Fakir Hakkı Baba da bu hususu şöyle ifade ettim:
“Evvel odur, ahir odur
Zahir odur, batın odur
Benim ben dediğim odur
O, benim gönül Sultanım.”

Veysel’in söylediği gönül, aynı zamanda “Gönül Kâbesi” dir.
İbnü’l Harabi ise bu “Gönül Kâbesi” için; “Ey Gafil Harabi! Kâbe’nin içindesin. Hala Kıble ararsın, Rabbinlesin işte, Kime secde edersin, Maşukun gönlünde, bu aşk şirki necedir? Muhammed Yurdunda Hakk’ı mı sorarsın?” diyor.
İlk başlarda anlatmaya çalıştığım ilk var oluş, günümüzde pek çok kimsenin ilgisini çekmiş ama ”Gayb’ı Allah bilir” demişler, belki açıklayan vardır ama ben bilmiyorum. Ancak aşağıdaki örneklerde, bazı kimseler, “evveli ve ahiri” olan Âlemlerin Rabbi’nin, bir “nur”dan ibaret olduğunu ve kâinatı meydana getiren kudretin de bu nur olduğunu fark etmişler, bu gerçeği değişik ifadelerle özellikle manzum olarak eserlerinde anlatmaya çalışmışlar. Örneğin;

“Kudret kandilinde bir nur iken
Ta ol zaman âşık oldum nura ben.
(Pervane Sıtkı Baba)

Ta ezelden kandildeki nurdaydım
Binde bir can eremedi bu sırra.
(Dermani)

Çatılmadan yerin göğün binası
Muallâkta iki nur’a düş oldum
(Pervane Sıtkıı Baba)

Eğer sual eder isen sırrımdan,
Cümlemizi var eyledi varından,
Hakk yarattı Muhammed’i nurundan,
Kandildeki balkıyan nurdan gelirim.
                (Nesimi)

Fakir ise bu hususu şöyle ifade ettim:

Âlemi halk ettin kendi nurundan
Âdemi yarattın kendi varından
İblisi halk ettin nurdaki nardan
Ezel de nurun zerresi idim ben.    

Bir zaman pervane oldum dolandım
Pek çok yoruldum bir kandile kondum
Kandildeki nurun mihmanı oldum
Kandildeki ak nur rehberim oldu.

Derya idim dalgalandım duruldum
Buhar olup ta gökyüzüne ağdım
Bulut olup semaları dolandım
Yağmur ile yine derya oldum ben.

Âlem iken farka gelip halk oldum
Halden hale geçerek Âdem oldum
Böylece âlemin unsuru oldum
Bu gün bana Hakkı Baba dediler.

Hakkı Baba, Elestü Bezmi’den beri ikrarım var veya Kaall-ü Beli’de biz Hakk’a ikrar verdik gibi ifadeler var. Bunlar ne anlama geliyor, bunlar hakkında bilgi verir misiniz?
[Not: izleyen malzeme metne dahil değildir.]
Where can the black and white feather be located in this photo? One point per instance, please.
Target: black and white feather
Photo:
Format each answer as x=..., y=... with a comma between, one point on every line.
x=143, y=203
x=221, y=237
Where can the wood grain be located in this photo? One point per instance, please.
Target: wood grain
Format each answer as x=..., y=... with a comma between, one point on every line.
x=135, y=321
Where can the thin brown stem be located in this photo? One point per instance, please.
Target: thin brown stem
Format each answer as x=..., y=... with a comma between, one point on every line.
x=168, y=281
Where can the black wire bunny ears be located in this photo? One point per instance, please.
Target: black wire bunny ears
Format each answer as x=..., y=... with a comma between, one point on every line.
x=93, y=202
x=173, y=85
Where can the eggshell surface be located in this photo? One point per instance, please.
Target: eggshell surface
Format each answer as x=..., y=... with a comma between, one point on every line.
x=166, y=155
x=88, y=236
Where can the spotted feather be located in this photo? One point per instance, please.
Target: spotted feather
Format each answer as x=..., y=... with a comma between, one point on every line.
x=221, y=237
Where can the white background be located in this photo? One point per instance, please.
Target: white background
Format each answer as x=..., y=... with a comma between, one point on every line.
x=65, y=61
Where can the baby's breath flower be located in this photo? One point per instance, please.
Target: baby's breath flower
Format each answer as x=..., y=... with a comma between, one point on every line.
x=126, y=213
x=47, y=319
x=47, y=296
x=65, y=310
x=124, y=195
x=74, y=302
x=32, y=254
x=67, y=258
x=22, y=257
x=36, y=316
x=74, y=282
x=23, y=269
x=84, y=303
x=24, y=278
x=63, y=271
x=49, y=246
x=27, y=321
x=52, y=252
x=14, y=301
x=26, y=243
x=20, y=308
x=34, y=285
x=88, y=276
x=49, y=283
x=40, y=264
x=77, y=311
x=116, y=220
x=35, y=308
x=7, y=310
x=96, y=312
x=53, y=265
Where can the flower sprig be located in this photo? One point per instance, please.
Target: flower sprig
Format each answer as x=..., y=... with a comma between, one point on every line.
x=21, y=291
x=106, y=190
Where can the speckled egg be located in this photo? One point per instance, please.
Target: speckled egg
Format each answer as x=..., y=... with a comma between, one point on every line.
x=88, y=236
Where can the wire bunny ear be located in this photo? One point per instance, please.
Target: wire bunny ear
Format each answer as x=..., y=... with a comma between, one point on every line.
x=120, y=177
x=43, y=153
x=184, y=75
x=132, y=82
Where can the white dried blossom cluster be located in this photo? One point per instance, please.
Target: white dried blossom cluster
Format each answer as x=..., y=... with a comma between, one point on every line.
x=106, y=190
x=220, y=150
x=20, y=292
Tolga Bey, kâinatın var oluşunu anlatırken ifade ettiğim gibi, ezeli olarak var olan Âlemlerin Rabbi Mutlak Zat, insan da dahil, her canlı varlıktan erkek ve dişi olmak üzere ilk canlıları halk etti. Yaratılan bu ilk canlılar, “O, bir işe hükmetti mi ona sadece “ol” der, o da oluverir”  ayeti ile: “Şüphesiz sizin Rabbiniz, gökleri ve yeri altı günde (evrede) yarattı”  ayeti gereğince, tamamen Mutlak Zat’ın, kendi öz varından var oldular.
Âlemlerin Rabbi Zat, yani HU, halk ettiği bu canlı varlıklardan iki sıfat seçti ve kendisine ait;  “ilim, irade, kudret, yaratma, hayat, işitme, duyma, görme, kelam, meydana getirme ve bunlara benzer pek çok esmalarını ve tüm genetik özelliklerini onlara vererek,  “Âdem ile Havva’yı” kendi suretinde halk etti. Âdem ile Havva’nın sulbünden pek çok insan geldi ve bu insanlar bu görünen âlemin en önemli unsurları oldular.
Tüm bunlar: “Elest-ü Bezmi ve Kaalü Beli” denen zamanda meydana gelmişti. Bu defa Âlemlerin Rabbi Zat (HU); halk ettiği insanoğullarına:  “Elestü bi-Rabbiküm”  diye hitap etti, yani “Ben sizin Rabbiniz değil miyim?” dedi. O vakit farka gelen ve şuur bilincine ulaşan İnsanoğulları, “beli” dedi. Yani evet sen bizim “Rabbimiz Allah’sın”,  bizi kendi varından var eden sensin” dediler. Böylece “Mutlak Zat” ile farka gelen, yani beden ve şuur bilincine ulaşan “insanlar” arasında bir “ikrar”, yani sözleşme meydana geldi.
İşte, kâinatı kaplayan görünür görünmez tüm yaratıklar ve insanlar,  bu nesnel evrenin ufaltılmış, toz haline getirilmiş kuantlarından  başka bir şey değiliz, aslında bizler de kendi nispetimize göre oyuz. O, ise tüm bu varlıkları halk eden Âlemlerin Rabbi Zat, yani “HU” dur. Kul Himmet Bu hususu şöyle dile getiriyor.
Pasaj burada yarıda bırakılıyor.